Smithsonian / US Geological Survey Weekly Volcanic Activity Report,
9 June-15 June 2010
Managing Editor: Sally Kuhn Sennert

Please cite this report as:

Global Volcanism Program, 2010. Report on Eyjafjallajokull (Iceland). In: Sennert, S K (ed.), Weekly Volcanic Activity Report, 9 June-15 June 2010. Smithsonian Institution and US Geological Survey.

Weekly Report (9 June-15 June 2010)



63.633°N, 19.633°W; summit elev. 1651 m

All times are local (unless otherwise noted)

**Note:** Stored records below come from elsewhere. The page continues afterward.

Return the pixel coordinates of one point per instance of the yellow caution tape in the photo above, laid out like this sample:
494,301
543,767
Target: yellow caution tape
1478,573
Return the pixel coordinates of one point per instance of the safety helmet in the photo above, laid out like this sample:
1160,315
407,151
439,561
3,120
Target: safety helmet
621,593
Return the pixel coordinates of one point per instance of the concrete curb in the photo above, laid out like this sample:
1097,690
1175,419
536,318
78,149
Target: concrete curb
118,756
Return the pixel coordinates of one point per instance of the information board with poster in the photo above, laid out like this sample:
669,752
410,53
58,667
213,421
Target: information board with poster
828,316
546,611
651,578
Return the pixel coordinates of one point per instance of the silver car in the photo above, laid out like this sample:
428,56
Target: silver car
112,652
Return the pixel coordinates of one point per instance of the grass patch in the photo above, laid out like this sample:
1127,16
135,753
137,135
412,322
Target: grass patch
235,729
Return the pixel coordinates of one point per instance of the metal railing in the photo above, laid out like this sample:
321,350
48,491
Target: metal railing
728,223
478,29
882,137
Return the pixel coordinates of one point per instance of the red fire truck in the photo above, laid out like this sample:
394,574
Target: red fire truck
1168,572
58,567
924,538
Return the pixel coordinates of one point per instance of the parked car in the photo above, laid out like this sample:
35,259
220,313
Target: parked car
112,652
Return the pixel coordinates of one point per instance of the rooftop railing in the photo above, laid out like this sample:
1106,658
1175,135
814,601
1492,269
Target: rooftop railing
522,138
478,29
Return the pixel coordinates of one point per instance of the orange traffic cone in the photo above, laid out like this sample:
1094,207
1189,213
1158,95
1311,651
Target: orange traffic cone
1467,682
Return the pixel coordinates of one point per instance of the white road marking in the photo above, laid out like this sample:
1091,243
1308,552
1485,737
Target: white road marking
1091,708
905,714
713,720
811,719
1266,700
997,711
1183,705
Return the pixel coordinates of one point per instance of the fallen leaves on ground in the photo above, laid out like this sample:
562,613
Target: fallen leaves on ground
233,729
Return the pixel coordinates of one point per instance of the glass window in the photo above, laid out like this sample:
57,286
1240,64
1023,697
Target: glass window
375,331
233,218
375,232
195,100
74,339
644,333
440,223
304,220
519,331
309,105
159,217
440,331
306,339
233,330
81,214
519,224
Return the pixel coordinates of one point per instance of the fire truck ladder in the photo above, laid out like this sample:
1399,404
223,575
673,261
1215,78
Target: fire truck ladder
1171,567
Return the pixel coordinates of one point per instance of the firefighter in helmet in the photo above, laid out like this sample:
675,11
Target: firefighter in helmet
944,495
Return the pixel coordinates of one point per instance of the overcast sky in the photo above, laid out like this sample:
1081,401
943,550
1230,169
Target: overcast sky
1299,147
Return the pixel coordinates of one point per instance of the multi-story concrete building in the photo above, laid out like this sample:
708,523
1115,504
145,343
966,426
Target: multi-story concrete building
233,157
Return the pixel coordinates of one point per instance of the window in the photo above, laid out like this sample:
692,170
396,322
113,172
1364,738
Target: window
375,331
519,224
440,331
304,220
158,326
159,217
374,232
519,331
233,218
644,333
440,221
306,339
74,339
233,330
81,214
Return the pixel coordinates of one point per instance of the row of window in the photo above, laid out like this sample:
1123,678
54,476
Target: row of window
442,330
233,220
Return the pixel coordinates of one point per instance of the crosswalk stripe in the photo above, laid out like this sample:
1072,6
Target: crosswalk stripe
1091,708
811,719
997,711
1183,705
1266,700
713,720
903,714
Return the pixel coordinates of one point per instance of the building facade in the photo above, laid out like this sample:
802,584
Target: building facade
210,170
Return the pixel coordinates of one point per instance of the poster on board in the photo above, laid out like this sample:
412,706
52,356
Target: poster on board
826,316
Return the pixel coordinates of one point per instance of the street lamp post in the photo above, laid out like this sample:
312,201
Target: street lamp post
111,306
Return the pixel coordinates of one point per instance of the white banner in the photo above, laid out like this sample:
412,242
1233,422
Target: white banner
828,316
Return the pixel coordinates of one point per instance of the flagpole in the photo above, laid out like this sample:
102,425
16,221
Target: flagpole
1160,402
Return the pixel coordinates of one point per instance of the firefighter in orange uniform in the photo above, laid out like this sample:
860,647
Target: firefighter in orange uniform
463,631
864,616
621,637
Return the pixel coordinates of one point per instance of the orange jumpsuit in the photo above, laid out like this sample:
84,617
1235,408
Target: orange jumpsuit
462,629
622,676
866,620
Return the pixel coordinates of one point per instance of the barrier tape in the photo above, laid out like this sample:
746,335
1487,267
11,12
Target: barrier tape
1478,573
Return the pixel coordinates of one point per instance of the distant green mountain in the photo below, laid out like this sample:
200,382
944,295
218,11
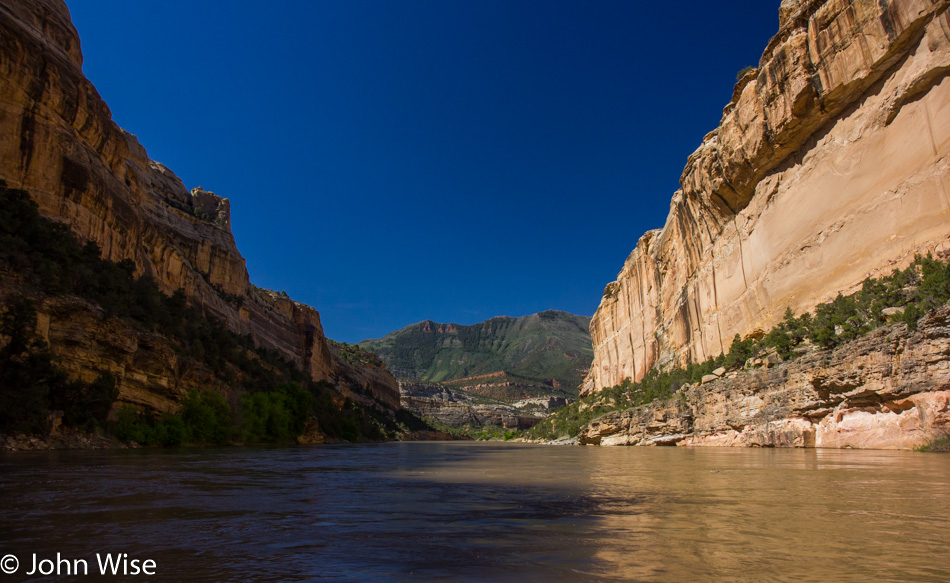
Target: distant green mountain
542,354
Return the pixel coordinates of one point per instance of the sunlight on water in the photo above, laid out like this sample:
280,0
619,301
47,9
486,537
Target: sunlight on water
486,512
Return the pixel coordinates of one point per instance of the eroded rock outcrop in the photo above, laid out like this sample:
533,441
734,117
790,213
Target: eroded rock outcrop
59,143
830,165
887,390
458,409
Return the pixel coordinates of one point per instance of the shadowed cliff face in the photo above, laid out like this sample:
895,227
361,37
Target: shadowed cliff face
58,142
830,165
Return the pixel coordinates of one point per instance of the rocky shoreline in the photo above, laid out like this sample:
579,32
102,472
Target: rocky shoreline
889,389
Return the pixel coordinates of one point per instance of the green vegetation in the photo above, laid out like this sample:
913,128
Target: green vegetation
354,354
548,352
920,288
272,399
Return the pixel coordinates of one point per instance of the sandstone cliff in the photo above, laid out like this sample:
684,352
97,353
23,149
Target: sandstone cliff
460,409
887,390
830,165
59,143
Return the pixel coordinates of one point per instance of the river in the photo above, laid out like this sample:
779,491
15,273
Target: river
480,512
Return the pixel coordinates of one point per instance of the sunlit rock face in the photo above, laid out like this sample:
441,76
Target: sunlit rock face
58,142
887,390
830,165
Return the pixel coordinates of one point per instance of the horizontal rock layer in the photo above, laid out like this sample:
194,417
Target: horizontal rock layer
887,390
830,165
457,409
59,143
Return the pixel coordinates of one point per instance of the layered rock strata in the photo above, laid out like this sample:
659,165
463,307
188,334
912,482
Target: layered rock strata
887,390
830,165
59,143
457,409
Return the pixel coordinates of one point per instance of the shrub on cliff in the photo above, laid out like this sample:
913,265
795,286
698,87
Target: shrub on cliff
923,286
49,261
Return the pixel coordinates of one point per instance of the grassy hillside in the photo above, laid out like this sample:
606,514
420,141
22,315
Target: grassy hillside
543,353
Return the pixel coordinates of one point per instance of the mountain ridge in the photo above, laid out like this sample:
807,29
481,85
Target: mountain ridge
549,349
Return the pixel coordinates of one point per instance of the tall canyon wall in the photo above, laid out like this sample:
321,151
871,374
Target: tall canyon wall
830,165
59,143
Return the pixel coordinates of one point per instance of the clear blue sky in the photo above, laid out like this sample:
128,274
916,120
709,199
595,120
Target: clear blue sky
390,161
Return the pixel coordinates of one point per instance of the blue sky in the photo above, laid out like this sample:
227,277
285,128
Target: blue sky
390,161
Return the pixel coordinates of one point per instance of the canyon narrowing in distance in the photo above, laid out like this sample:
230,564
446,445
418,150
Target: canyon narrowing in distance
785,204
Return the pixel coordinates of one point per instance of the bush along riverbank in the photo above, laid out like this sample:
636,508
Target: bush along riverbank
898,300
238,392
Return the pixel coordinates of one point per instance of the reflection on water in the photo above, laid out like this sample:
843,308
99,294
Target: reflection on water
486,512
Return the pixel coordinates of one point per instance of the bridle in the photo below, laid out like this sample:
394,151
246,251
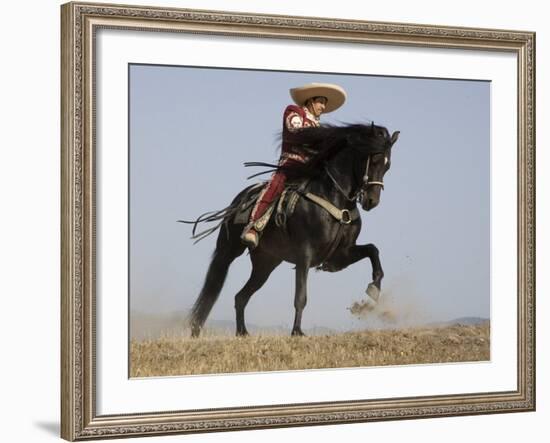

The Nordic Volcanological Center (NVC) at the Institute of Earth Sciences reported that on 9 June rumbling noises were heard at Gígjökull just before a steam cloud rose from the summit crater. The crater area was not visible the next day, but a few small shallow earthquakes beneath the summit crater continued to be detected. On 11 June white steam was mainly confined to the crater, but occasionally a steam plume rose higher than the rim. Heavy rainfall during the previous few days led to flooding along the Svadbaelisa River. The water contained a large amount of mud and flowed over levees into fields. NVC also noted that a lake about 300 m in diameter had formed in the large summit crater. Steam rose as high as 1 km from the rims, especially from the N side. Two small vents above the water level on the W side emitted brown-colored clouds.

Geological Summary. Eyjafjallajökull (also known as Eyjafjöll) is located west of Katla volcano. It consists of an elongated ice-covered stratovolcano with a 2.5-km-wide summit caldera. Fissure-fed lava flows occur on both the E and W flanks, but are more prominent on the western side. Although the volcano has erupted during historical time, it has been less active than other volcanoes of Iceland's eastern volcanic zone, and relatively few Holocene lava flows are known. An intrusion beneath the S flank from July-December 1999 was accompanied by increased seismic activity. The last historical activity prior to an eruption in 2010 produced intermediate-to-silicic tephra from the central caldera during December 1821 to January 1823.